WE HAVE TO KEEP FOCUSED
To reduce this noise, we need to change our habit of doing many things at the same time.
It is very difficult to eliminate our multiple tasks considering we have so many screens and demands. But it is necessary to reduce this, even if for a while. The dedication to a single task involves much more than an attempt to reduce stress, it also improves your productivity and makes you use all your cognitive skills. A common task of stopping your work to check your e-mails will have exactly the opposite effect. These kind of interruptions affect our brains, as if we’ve been awake two nights in a row. The impact is bigger than working under the influence of a narcotic substance. Doing fewer things with more quality is powerful. Studies highlight that one or two hours of focused work, with no distraction, increase the sense of pleasure, productivity, and creativity during the rest of the day.
WE HAVE TO FEEL THE TIME
We spend most of the time concerned about time, but without really feeling it. We have the constant sensation that we are running in circles, at work and at home. We have to stop and feel time as our wealth and manage it as such. The key is to divide portions of it for our pleasant relationships and tasks, spend it with people and things we like and that make us feel good. But it should be quality time, without checking your cell phone, without worrying about what will be done in the other portions of time during that day. We even need to spare some time to play. How long has it been that you haven’t played?
WE HAVE TO EMBRACE STRESS
The point is that we unnecessarily demonize stress. Researchers have found out that stress alone is not a problem. It can be good for us! We can compare stress to a workout session in the gym: sparing some time to practice exercises moderately and consistently is a wonderful thing. We are tired after the practice, but we feel energized and stronger. The problem is when we exaggerate. When we perform training after training, and insist on doing it, then we don’t get stronger, we get hurt. In short, stress is not the problem; the problem is the poor recovery.
That’s because we are biologically able to cope with stress.
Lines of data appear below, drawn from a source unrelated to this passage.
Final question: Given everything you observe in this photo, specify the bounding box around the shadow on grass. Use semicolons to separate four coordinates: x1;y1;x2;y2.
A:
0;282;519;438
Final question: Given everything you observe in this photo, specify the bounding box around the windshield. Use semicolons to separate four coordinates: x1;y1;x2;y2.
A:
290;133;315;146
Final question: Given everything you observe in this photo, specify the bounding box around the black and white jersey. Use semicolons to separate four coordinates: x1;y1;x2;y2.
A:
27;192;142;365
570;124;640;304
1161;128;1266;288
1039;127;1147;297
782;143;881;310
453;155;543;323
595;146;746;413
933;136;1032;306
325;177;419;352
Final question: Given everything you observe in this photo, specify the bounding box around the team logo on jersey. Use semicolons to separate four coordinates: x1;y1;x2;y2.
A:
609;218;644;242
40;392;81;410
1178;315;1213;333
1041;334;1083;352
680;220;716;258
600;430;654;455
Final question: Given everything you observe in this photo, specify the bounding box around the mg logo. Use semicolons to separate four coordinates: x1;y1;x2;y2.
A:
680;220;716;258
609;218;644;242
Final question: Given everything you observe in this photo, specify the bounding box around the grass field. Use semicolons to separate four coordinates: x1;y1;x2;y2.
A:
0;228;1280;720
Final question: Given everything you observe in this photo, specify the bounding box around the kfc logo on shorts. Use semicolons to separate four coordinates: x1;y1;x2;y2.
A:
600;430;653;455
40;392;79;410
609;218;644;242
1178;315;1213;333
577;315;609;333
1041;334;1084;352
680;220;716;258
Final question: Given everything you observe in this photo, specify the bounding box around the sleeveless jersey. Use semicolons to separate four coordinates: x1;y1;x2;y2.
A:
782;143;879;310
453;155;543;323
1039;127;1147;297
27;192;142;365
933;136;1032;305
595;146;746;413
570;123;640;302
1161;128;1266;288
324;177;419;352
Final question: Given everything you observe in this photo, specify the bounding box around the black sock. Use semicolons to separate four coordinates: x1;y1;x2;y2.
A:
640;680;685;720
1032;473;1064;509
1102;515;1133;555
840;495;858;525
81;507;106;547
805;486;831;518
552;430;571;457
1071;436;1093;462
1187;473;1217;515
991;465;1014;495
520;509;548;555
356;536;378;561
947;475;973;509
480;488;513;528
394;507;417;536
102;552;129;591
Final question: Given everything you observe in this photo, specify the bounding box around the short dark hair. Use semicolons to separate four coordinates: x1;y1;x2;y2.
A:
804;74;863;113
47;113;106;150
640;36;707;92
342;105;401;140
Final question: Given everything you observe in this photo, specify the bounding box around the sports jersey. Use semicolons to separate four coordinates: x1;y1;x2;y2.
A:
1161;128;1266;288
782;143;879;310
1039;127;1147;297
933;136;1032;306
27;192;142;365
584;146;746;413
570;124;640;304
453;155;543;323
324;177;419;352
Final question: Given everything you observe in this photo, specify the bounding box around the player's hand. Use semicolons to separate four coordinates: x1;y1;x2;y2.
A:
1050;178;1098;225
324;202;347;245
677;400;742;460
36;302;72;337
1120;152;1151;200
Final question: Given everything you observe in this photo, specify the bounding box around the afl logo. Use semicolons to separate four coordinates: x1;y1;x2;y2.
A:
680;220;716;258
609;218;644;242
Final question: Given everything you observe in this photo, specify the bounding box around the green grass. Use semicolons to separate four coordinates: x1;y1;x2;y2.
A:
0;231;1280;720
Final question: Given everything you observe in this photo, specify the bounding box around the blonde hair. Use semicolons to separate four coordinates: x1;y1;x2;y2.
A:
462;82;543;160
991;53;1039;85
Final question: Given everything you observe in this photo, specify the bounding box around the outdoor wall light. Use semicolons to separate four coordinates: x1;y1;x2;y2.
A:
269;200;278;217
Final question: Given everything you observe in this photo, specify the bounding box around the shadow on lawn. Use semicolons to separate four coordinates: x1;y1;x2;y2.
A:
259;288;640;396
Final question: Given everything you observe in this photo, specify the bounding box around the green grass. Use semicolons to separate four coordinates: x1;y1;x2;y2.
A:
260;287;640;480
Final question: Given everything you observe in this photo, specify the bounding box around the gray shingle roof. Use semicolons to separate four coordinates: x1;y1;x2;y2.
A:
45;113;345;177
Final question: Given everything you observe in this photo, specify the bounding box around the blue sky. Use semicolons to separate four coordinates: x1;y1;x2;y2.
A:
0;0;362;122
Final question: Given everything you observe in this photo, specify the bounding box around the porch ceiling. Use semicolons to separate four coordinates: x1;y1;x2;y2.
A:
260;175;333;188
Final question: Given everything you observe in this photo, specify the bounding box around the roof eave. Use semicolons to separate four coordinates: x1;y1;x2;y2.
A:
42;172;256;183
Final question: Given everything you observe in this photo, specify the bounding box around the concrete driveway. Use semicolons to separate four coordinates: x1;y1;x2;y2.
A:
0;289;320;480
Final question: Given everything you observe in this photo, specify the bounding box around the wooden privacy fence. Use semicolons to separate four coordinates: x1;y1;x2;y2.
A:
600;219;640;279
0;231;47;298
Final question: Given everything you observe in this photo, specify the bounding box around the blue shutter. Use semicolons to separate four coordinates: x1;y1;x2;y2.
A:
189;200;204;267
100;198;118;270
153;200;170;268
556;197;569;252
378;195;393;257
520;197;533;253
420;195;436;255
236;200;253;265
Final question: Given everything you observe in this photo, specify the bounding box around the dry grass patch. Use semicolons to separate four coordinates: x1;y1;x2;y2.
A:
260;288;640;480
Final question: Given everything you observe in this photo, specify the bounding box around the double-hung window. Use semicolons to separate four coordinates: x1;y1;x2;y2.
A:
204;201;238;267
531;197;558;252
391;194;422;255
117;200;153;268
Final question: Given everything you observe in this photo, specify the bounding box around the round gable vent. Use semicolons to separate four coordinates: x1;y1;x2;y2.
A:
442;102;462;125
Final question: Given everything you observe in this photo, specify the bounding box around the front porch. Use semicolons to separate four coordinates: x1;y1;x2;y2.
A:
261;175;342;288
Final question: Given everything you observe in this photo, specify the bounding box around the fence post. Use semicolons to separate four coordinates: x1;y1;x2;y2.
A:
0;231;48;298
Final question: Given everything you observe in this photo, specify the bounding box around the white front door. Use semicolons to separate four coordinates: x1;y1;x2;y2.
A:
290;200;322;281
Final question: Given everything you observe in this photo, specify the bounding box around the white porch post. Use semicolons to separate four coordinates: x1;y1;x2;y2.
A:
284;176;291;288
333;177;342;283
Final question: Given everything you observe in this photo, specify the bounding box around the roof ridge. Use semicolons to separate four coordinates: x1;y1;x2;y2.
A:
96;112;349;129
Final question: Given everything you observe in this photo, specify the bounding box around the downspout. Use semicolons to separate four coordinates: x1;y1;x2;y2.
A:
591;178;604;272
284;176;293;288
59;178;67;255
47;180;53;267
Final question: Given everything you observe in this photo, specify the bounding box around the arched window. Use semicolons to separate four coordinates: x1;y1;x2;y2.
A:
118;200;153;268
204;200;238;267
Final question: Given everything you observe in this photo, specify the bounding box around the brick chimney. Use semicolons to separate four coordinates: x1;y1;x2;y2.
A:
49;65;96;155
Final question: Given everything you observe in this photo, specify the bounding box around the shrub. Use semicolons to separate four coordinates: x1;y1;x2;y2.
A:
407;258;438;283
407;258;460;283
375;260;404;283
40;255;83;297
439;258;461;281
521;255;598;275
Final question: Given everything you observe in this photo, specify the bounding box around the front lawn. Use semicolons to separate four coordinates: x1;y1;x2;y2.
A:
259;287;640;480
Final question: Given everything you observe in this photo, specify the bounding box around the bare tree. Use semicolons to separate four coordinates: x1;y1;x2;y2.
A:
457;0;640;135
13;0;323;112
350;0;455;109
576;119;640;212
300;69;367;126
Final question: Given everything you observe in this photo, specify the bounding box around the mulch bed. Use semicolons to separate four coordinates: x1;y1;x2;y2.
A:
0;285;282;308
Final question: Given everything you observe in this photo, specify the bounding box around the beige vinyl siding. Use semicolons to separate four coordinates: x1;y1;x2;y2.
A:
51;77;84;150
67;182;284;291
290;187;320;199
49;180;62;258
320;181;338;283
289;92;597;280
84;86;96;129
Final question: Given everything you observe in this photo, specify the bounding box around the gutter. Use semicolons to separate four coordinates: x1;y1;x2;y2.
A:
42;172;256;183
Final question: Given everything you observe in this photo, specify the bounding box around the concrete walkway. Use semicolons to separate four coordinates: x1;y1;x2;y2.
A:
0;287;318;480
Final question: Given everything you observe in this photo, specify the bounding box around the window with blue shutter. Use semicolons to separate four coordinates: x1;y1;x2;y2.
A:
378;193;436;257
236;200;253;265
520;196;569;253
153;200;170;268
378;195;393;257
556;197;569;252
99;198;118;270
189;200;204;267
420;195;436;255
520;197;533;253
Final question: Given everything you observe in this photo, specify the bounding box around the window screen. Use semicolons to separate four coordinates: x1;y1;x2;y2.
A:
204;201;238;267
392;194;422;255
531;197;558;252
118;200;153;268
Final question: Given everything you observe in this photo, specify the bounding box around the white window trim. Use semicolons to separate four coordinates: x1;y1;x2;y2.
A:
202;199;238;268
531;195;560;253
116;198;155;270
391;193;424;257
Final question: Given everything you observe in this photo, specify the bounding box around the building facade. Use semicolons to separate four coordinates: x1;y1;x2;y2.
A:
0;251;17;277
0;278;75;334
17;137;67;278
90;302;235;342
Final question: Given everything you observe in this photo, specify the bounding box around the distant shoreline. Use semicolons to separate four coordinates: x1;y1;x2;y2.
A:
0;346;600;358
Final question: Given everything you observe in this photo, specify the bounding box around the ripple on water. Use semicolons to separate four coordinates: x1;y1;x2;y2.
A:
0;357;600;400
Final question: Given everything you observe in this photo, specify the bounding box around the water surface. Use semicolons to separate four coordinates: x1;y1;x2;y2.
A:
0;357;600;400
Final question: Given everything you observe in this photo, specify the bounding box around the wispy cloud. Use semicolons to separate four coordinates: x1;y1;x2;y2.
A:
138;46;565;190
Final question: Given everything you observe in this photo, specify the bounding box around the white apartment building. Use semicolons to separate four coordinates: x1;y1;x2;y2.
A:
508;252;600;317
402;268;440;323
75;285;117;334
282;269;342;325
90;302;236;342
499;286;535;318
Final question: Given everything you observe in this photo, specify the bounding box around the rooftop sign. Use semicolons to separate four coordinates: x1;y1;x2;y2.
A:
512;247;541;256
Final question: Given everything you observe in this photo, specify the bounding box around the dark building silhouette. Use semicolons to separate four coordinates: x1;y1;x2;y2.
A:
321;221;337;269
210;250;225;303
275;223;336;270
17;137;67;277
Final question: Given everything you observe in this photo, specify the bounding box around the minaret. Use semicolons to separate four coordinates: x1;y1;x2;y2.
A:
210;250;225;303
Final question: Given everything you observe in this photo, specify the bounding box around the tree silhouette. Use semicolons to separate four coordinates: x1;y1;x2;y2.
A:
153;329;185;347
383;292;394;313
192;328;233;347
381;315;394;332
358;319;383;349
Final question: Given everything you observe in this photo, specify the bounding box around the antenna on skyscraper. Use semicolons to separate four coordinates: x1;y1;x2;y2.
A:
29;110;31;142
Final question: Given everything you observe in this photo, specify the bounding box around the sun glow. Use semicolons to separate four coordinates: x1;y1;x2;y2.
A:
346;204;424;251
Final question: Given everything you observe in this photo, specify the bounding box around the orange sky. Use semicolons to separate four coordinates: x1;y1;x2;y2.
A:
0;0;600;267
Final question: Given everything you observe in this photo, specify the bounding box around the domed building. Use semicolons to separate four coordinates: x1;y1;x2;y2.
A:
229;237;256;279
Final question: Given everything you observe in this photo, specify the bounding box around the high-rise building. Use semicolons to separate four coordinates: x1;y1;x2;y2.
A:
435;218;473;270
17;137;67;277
Millions of years ago, stress helped us survive predators. Today, it helps us survive a job deadline or a demanding boss. The stressors have changed, but the principle is the same. And so much time fighting against stress has taught us how to deal with this feeling. We’ve learned the lesson through evolution: we needed to rest.
The difference between the stress of old times and the contemporary stress is that we used to rest between one peak of stress and another. We sat around around a fire after hunting or at a dinner table after arriving home from work. But today, it seems the predator is following us around the fire or our boss is demanding things at the table (in fact, when we check our cell phone and answer messages, it’s literally the same). We never rest. Then, we remain stressed.
Healthy and happy people have the same amount of stress as any regular human being. The difference is that they can balance stress peaks with rest – and a real rest, without stressful distractions. The way we see stress is very important in this scenario. Studies have demonstrated that people who see stress as a major problem to be avoided will ironically become more stressed. One who views stress as a useful trigger to encourage and focus and uses the right tools to include it in his or her life will live well with it and with himself or herself. If embraced correctly and balanced with moments of recovery, stress will help us do what it has allowed us to do in the history of mankind: adding strength and health for a longer and more pleasant life.